An (un)circularity accounting model for CO₂:
worksite for neural network model training data and case study design.

This worksite supports development of a CO₂ estimator and a CO₂ production-consumption chain predictor, in order to re-assess the use of CO₂ across global supply chains.
In the view that the rise in CO₂ emissions has been exponential, this project engages the exponential growth of artificial intelligence models to work in concert with individual action, mediated by a circularity accounting model. The model architecture is based on a deep learning neural network in several modules. Training of the network modules can be designed using the graph tool on this page. Existing data from case studies may be opened in the graph editor.

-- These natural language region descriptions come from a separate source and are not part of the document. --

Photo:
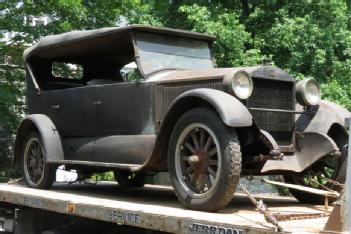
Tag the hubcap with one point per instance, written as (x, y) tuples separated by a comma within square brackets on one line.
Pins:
[(319, 174), (197, 159), (34, 161)]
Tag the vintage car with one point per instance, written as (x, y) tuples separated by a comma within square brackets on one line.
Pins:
[(139, 99)]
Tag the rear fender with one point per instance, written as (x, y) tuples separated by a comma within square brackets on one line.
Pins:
[(49, 134)]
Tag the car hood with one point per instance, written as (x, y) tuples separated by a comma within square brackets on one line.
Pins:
[(268, 72)]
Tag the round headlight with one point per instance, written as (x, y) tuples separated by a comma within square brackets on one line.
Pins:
[(239, 84), (308, 92)]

Keywords: circular economy, climate change, artificial neural networks, individual based accountings, sustainability accounting




Circularity Accounting

CO₂ increase is a main contributor to climate change, but this vast impact is not well quantified in terms of individual objects.
We developed a hypothesis that knowledge of the CO₂ production cost of objects might affect production and use behavior. To investigate this, we develop a deep-learning CO₂ estimator, and a theoretical CO₂ circularity accounting model. The project completed a rough prototype deep learning model architecture in 2021, which is described in the above preprint. The present models encode ten model objects in a deep learning architecture, primarily in sequence and autoencoder models.

In recent decades interaction of individual behavior with machine intelligence can be increasingly seen in our societies. In our work, CO₂ production cost of objects is presented via a deep learning system. How the behavior of individuals in societies is impacted by machine intelligence systems is a contemporary topic which influences this research.

This is a collaborative project and the topic is of interest to global science communities. This project hopes to foster connection through different fields. Better communication and research relationships are developed among the project’s contributors in: CO₂ accounting and social theory, environmental science, machine learning. This research connects these areas.

Purpose

If the CO₂ flow through objects and places is known, the flow: emissions, sequestration, can be better organized for efficiency. The models can help people and organizations maintain awareness of the carbon emissions of objects, places, products, presenting opportunity to better choose actions based on CO₂ characteristics.

Our work

The two primary tools that we use to estimate CO₂ and present these values are, [1] a deep learning architecture, and [2] an interactive display screen.

In our first paper, we demonstrate only one object, and one individual making a CO₂ estimate of the object. Our next step is to look at the impact on behavior in a larger survey of both people and objects. Some continuing issues that will go on for the foreseeable future are:

  • Expand the training data which we use to develop and train the machine learning models.
  • Streamline interaction for more diverse estimates in larger behavior surveys.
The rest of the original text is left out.